Medium and the message

August 12, 2004

Object orientation has been a fantastic tool for developers over the past 20 years. While it is not the only paradigm that helps create quality software, it is extremely good at managing complexity.

The fundamental part of object orientation is to stop thinking about procedures (e.g. transformation of data), and instead think about discrete objects that send and receieve messages to and from other. Like many software engineering techniques procedural and OO approaches are equivalent (they are both Turing machines after all), but object orientation leads to systems that have tend to have clearly defined responsibilities, and minimal side effects. [Note: A determined (poor) OO developer can always create a system which doesn’t have these properties, as can, not suprisingly, an effective procedural developer create a system which does]

Recently, there have been moves to enhance message passing to recognise that messages do not travel directly from client to implementation. Techniques such as aspect-orientation and technologies such as object containers perform intermediation between the sender and the receiver of a message. These intermediators can be called interceptors, or aspects, or container-based services, but collectively I think of them as the medium for the message.

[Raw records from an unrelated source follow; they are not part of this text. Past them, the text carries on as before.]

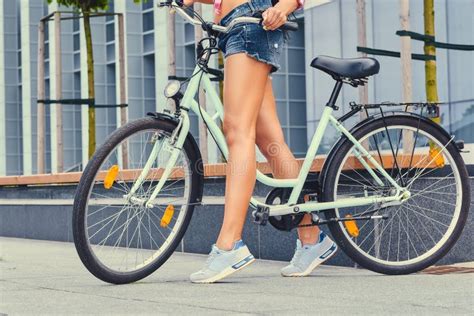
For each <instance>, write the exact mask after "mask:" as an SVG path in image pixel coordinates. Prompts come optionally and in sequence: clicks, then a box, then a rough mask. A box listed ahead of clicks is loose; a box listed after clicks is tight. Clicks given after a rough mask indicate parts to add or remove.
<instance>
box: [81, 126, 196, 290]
mask: <svg viewBox="0 0 474 316" xmlns="http://www.w3.org/2000/svg"><path fill="white" fill-rule="evenodd" d="M175 127H176V123H174V122H173V121H170V120H164V119H156V118H152V117H147V118H143V119H138V120H135V121H132V122H130V123H128V124H126V125H124V126H123V127H121V128H119V129H117V130H116V131H115V132H113V133H112V134H111V135H110V136H109V137H108V139H107V140H106V141H105V142H104V144H103V145H102V146H101V147H100V148H98V149H97V151H96V152H95V154H94V156H93V157H92V159H91V160H90V161H89V163H88V164H87V167H86V168H85V170H84V172H83V174H82V177H81V180H80V182H79V185H78V187H77V190H76V194H75V198H74V208H73V216H72V226H73V237H74V244H75V246H76V250H77V252H78V254H79V257H80V259H81V261H82V263H83V264H84V265H85V267H86V268H87V269H88V270H89V271H90V272H91V273H92V274H93V275H94V276H96V277H97V278H99V279H100V280H103V281H105V282H108V283H113V284H125V283H131V282H135V281H138V280H140V279H142V278H145V277H146V276H148V275H150V274H151V273H153V272H154V271H156V270H157V269H158V268H159V267H160V266H161V265H162V264H163V263H165V262H166V260H167V259H168V258H169V257H170V256H171V254H172V253H173V252H174V250H175V249H176V247H177V246H178V244H179V243H180V241H181V239H182V238H183V236H184V233H185V232H186V229H187V227H188V225H189V222H190V220H191V217H192V214H193V210H194V205H195V204H196V203H198V202H199V201H200V200H201V198H202V186H203V175H202V160H201V154H200V152H199V149H198V147H197V144H196V142H195V140H194V138H193V137H192V136H191V135H190V134H189V135H188V137H187V139H186V141H185V143H184V146H183V150H184V152H185V154H186V156H187V158H188V159H189V162H190V164H189V165H190V168H191V170H190V171H191V177H190V179H191V185H190V194H189V197H188V198H189V199H188V201H189V203H190V205H189V206H188V208H187V212H186V214H185V217H184V220H183V222H182V225H181V226H180V228H179V231H178V232H177V234H176V235H175V237H174V240H173V241H172V242H171V244H170V245H169V246H168V248H167V249H166V250H165V251H164V252H163V253H161V254H160V255H159V256H158V257H157V258H156V259H155V260H153V262H151V263H149V264H147V265H145V266H144V267H143V268H141V269H139V270H136V271H133V272H118V271H114V270H111V269H109V268H108V267H107V266H105V265H103V264H102V263H101V262H100V261H98V260H97V258H96V257H95V255H94V254H93V252H92V250H91V248H90V246H89V243H88V239H87V228H86V227H85V217H86V216H87V215H86V210H87V202H88V198H89V195H90V192H91V186H93V182H94V179H95V177H96V174H97V172H98V170H99V168H100V166H101V164H102V163H103V162H104V160H105V159H106V158H107V156H108V155H109V153H111V152H112V151H113V150H114V148H115V147H116V146H118V145H119V144H120V143H121V142H122V140H124V139H126V138H127V137H129V136H131V135H133V134H134V133H138V132H140V131H142V130H146V129H153V130H154V129H156V130H160V131H165V132H168V133H171V132H172V131H173V130H174V129H175Z"/></svg>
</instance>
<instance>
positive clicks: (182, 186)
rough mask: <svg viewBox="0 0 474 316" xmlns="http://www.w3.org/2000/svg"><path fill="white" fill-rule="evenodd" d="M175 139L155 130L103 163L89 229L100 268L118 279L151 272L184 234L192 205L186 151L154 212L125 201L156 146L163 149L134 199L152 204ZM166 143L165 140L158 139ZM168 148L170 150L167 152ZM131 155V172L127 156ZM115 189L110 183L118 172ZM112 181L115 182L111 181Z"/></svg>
mask: <svg viewBox="0 0 474 316" xmlns="http://www.w3.org/2000/svg"><path fill="white" fill-rule="evenodd" d="M169 136H170V134H169V133H167V132H164V131H157V130H155V129H147V130H140V131H138V132H136V133H133V134H132V135H130V136H128V137H127V138H125V139H124V140H123V141H122V142H121V143H120V144H119V145H117V146H115V147H114V148H113V150H112V151H111V152H110V153H109V154H108V155H107V156H106V157H105V159H104V160H103V161H102V163H101V165H100V167H99V169H98V171H97V173H96V175H95V178H94V181H93V184H92V185H91V186H90V190H89V193H88V197H87V204H86V209H85V215H84V221H85V222H84V224H85V225H84V227H85V230H86V231H85V233H86V239H87V243H88V247H89V250H90V252H91V254H92V255H93V257H94V258H95V260H96V261H97V263H99V264H100V265H101V266H102V267H103V268H105V269H106V270H109V271H112V272H114V273H124V274H127V273H133V272H137V271H139V270H142V269H145V268H146V267H148V266H150V265H151V264H153V262H155V261H156V260H158V259H159V258H160V256H161V255H162V254H163V253H164V252H165V251H166V250H168V249H169V247H170V246H171V245H172V242H173V240H174V239H175V238H176V236H177V234H178V233H179V231H180V228H181V226H182V225H183V221H184V219H185V217H186V213H187V212H188V207H189V203H190V182H191V179H190V174H191V171H190V170H191V169H190V162H189V158H188V157H187V156H186V154H185V153H184V150H182V151H181V153H180V155H179V157H178V160H177V162H176V164H175V167H174V168H173V171H172V173H171V174H170V176H169V178H168V181H167V182H166V183H165V185H164V186H163V188H162V189H161V190H160V193H159V195H158V196H157V198H156V199H155V200H153V201H151V202H152V203H153V205H154V206H153V207H152V208H150V207H146V206H144V205H143V204H137V203H131V202H130V201H127V199H125V198H124V196H126V195H127V194H129V193H130V190H131V188H132V186H133V183H134V182H135V181H136V179H137V178H138V176H139V175H140V173H141V171H142V169H143V167H144V165H145V164H146V161H147V159H148V157H149V154H150V153H151V151H152V149H153V146H161V149H160V151H159V153H158V156H157V159H156V160H155V161H153V164H152V166H151V169H150V171H149V173H148V174H147V175H146V178H145V181H143V183H142V184H141V185H140V187H139V188H138V190H137V191H136V193H135V194H133V196H134V197H135V198H139V199H141V200H147V199H148V198H149V197H150V195H151V193H152V191H153V189H154V188H155V187H156V185H157V184H158V181H159V179H160V175H161V173H162V172H163V168H164V166H165V164H166V162H167V161H168V158H169V154H170V151H169V150H168V149H170V147H169V145H168V144H169ZM157 138H160V139H157ZM167 146H168V147H167ZM124 150H128V152H129V161H128V162H127V163H128V168H127V170H121V169H122V168H120V167H119V166H123V165H124V162H123V160H122V158H121V157H122V152H123V151H124ZM117 167H118V169H119V170H118V172H116V175H115V177H116V178H115V179H114V180H113V185H112V186H111V187H110V188H106V187H108V186H109V185H110V181H109V184H108V185H107V184H106V182H107V177H109V176H110V174H111V173H115V172H114V168H115V169H117ZM109 180H110V179H109Z"/></svg>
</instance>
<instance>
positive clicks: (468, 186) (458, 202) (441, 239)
mask: <svg viewBox="0 0 474 316" xmlns="http://www.w3.org/2000/svg"><path fill="white" fill-rule="evenodd" d="M385 122H386V125H385V124H384V120H383V119H378V120H375V121H373V122H372V123H371V124H367V125H365V126H362V127H360V128H359V129H357V130H356V131H355V132H354V133H353V135H354V137H355V138H356V139H357V140H358V141H359V142H360V143H361V144H363V145H364V147H365V148H366V149H367V150H368V151H369V153H370V154H371V155H372V156H373V157H374V158H375V160H377V162H378V163H379V164H380V165H381V166H382V167H383V168H384V169H385V170H386V171H387V172H388V173H389V174H390V175H391V176H392V178H393V179H394V180H395V181H397V183H398V184H399V185H400V186H402V187H405V188H407V189H408V190H409V191H410V193H411V197H410V198H409V199H408V200H406V201H405V202H402V203H399V204H395V205H391V206H385V207H383V208H382V207H381V205H377V204H374V205H368V206H359V207H344V208H339V209H334V210H329V211H326V213H325V215H326V217H327V218H334V217H340V218H344V217H350V216H352V217H357V216H368V215H382V216H387V217H388V218H387V219H385V220H384V219H376V220H367V221H350V222H346V223H344V222H339V223H333V224H331V225H329V228H330V230H331V233H332V234H333V236H334V237H335V239H336V241H337V243H338V244H339V246H340V247H341V248H342V249H343V250H344V252H345V253H346V254H347V255H349V256H350V257H351V258H352V259H353V260H354V261H355V262H357V263H358V264H360V265H361V266H363V267H365V268H367V269H370V270H373V271H376V272H380V273H385V274H407V273H412V272H416V271H419V270H421V269H424V268H426V267H428V266H430V265H432V264H434V263H435V262H436V261H438V260H439V259H440V258H442V257H443V256H444V255H445V254H446V253H447V252H448V251H449V250H450V249H451V247H452V246H453V245H454V243H455V242H456V241H457V239H458V238H459V236H460V234H461V231H462V229H463V227H464V224H465V222H466V218H467V215H468V211H469V205H470V188H469V178H468V173H467V170H466V167H465V165H464V162H463V160H462V158H461V155H460V154H459V151H458V149H457V147H456V145H455V143H454V142H453V139H452V138H450V137H448V136H447V135H446V134H445V133H444V132H443V131H442V130H441V129H440V128H439V127H436V126H433V125H432V124H430V123H428V122H425V121H423V120H419V119H417V118H415V117H408V116H392V117H387V118H386V119H385ZM336 149H337V152H336V153H335V154H334V158H333V159H332V160H331V161H330V163H329V165H328V166H327V167H325V169H326V170H327V171H326V172H325V173H323V174H325V179H324V188H323V195H322V199H323V200H324V201H337V200H338V199H342V198H355V197H364V196H371V195H385V196H386V195H392V194H393V192H394V191H393V189H392V185H390V184H389V183H388V181H387V180H386V179H385V178H384V177H383V176H382V175H381V173H380V172H379V171H377V170H376V169H375V168H374V167H373V166H372V165H371V164H370V163H369V165H370V166H371V168H372V170H373V171H374V172H375V173H376V174H377V175H378V176H379V177H380V179H381V180H382V181H383V182H384V184H383V185H380V184H378V183H377V182H376V181H374V179H373V177H371V176H370V174H369V173H368V172H367V171H366V170H365V169H364V168H363V167H362V165H361V163H360V162H359V161H358V160H357V159H356V158H355V154H356V153H357V150H356V149H355V146H354V145H353V144H352V143H351V142H350V141H349V140H348V139H346V140H345V141H343V142H342V144H341V145H340V146H338V147H337V148H336ZM395 157H396V158H395ZM366 161H367V160H366ZM354 224H355V226H354Z"/></svg>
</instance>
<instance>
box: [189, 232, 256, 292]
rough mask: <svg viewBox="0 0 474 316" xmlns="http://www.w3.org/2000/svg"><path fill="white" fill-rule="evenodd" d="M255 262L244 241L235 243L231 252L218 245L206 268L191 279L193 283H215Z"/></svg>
mask: <svg viewBox="0 0 474 316" xmlns="http://www.w3.org/2000/svg"><path fill="white" fill-rule="evenodd" d="M254 261H255V258H254V256H253V255H252V254H251V253H250V251H249V249H248V248H247V246H246V245H245V244H244V242H243V241H242V240H239V241H237V242H235V244H234V248H233V249H232V250H229V251H225V250H221V249H219V248H217V246H216V245H212V250H211V253H210V254H209V257H208V258H207V261H206V264H205V266H204V268H203V269H202V270H200V271H198V272H196V273H193V274H191V276H190V279H191V282H193V283H213V282H216V281H219V280H221V279H223V278H225V277H227V276H229V275H231V274H232V273H234V272H237V271H239V270H240V269H242V268H244V267H246V266H248V265H249V264H251V263H252V262H254Z"/></svg>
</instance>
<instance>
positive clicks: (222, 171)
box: [0, 155, 435, 187]
mask: <svg viewBox="0 0 474 316" xmlns="http://www.w3.org/2000/svg"><path fill="white" fill-rule="evenodd" d="M404 157H405V156H404V155H398V156H397V161H398V165H399V166H400V167H405V165H408V162H409V161H410V160H408V159H404ZM426 157H427V156H424V155H415V156H414V159H413V161H412V164H414V165H416V164H418V163H419V162H423V159H426ZM325 160H326V156H325V155H320V156H318V157H316V158H315V159H314V161H313V163H312V165H311V168H310V171H311V172H320V171H321V169H322V167H323V165H324V162H325ZM377 160H378V161H379V163H380V159H378V158H377ZM394 160H395V159H393V157H392V156H389V155H387V156H382V165H384V166H390V165H394ZM303 161H304V160H303V159H298V163H299V164H300V165H302V164H303ZM347 162H348V163H349V165H350V166H351V167H353V168H355V169H363V168H364V167H363V166H362V164H361V163H360V162H359V161H357V160H356V158H355V157H349V160H348V161H347ZM425 167H435V165H434V163H432V164H431V165H428V164H426V166H425ZM257 169H258V170H260V172H262V173H264V174H271V172H272V170H271V167H270V164H269V163H268V162H257ZM140 172H141V170H122V171H120V173H119V178H120V179H121V180H134V179H136V178H137V176H138V174H139V173H140ZM160 172H161V170H158V172H156V173H155V172H154V173H153V177H155V178H158V177H160ZM225 174H226V164H225V163H219V164H206V165H204V177H205V178H215V177H225ZM81 175H82V172H67V173H56V174H36V175H27V176H26V175H18V176H7V177H0V187H1V186H22V185H49V184H73V183H79V180H80V179H81ZM103 177H105V172H101V173H100V174H99V179H100V178H103Z"/></svg>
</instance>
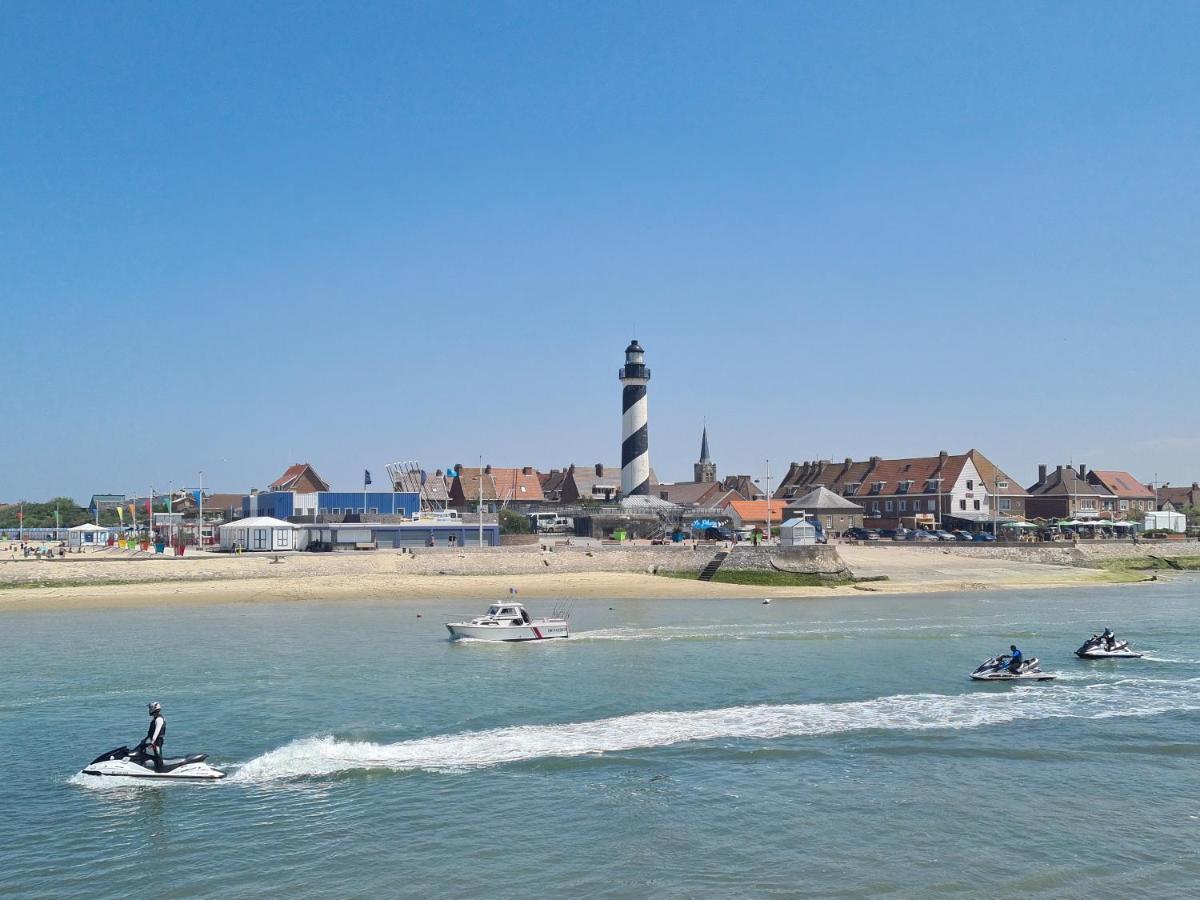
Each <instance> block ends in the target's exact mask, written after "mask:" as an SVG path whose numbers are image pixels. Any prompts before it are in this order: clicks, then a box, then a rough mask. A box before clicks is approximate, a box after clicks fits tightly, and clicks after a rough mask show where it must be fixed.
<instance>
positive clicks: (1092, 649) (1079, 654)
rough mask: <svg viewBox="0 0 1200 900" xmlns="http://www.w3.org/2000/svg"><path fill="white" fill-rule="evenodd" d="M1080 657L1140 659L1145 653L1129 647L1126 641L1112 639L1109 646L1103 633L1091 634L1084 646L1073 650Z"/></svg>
mask: <svg viewBox="0 0 1200 900" xmlns="http://www.w3.org/2000/svg"><path fill="white" fill-rule="evenodd" d="M1075 655H1076V656H1079V658H1080V659H1141V658H1142V656H1144V655H1145V654H1142V653H1138V652H1136V650H1132V649H1129V642H1128V641H1117V640H1114V641H1112V647H1111V648H1109V646H1108V642H1106V641H1105V640H1104V636H1103V635H1092V636H1091V637H1088V638H1087V640H1086V641H1084V646H1082V647H1080V648H1079V649H1078V650H1075Z"/></svg>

The medium can manage all sorts of contextual information. A given message may be rerouted to a remote location. It might be logged, or it might force a new database transaction. The possibilities of medium-based systems are boundless, but generally they are there to allow design considerations to be tuned at a stage closer to deployment.

Example:


class Client {

public Client( Service service){

this.service = service

}

public void doClientThang(){

service.doServiceThang();

}

}

interface Service {

public void doServiceThang();

}

class ServiceImpl implements Service {

public ServiceImpl( Calculation c ){

this.calculation = c;

}

public void doServiceThang(){

calculation.doCalculation();

}

}

The above example illustrates a simple message between client and service.

The service is injected (using constructor based dependency injection), but could just as easily been retrieved using JNDI or some other factory.

The service implementation performs some calculation, but this is really a place holder for some resource intensive task.

At this level, we have made no architectural design decisions, except to say that the boundary of architectural change is at the ClientService interface, and at the ServiceCalculation interface.

When it comes to deployment, we are now free to inject alternative implementations of Service into Client (and Calculation into Service). At some point, however, we will trust that the business logic in Service is sound (it has passed all tests and been approved by the customer). In this case, we don’t want to inject alternative business logic, but we may want to intercept messages to the business logic to support changes in infrastructure. If we do this, we are changing the medium of the message.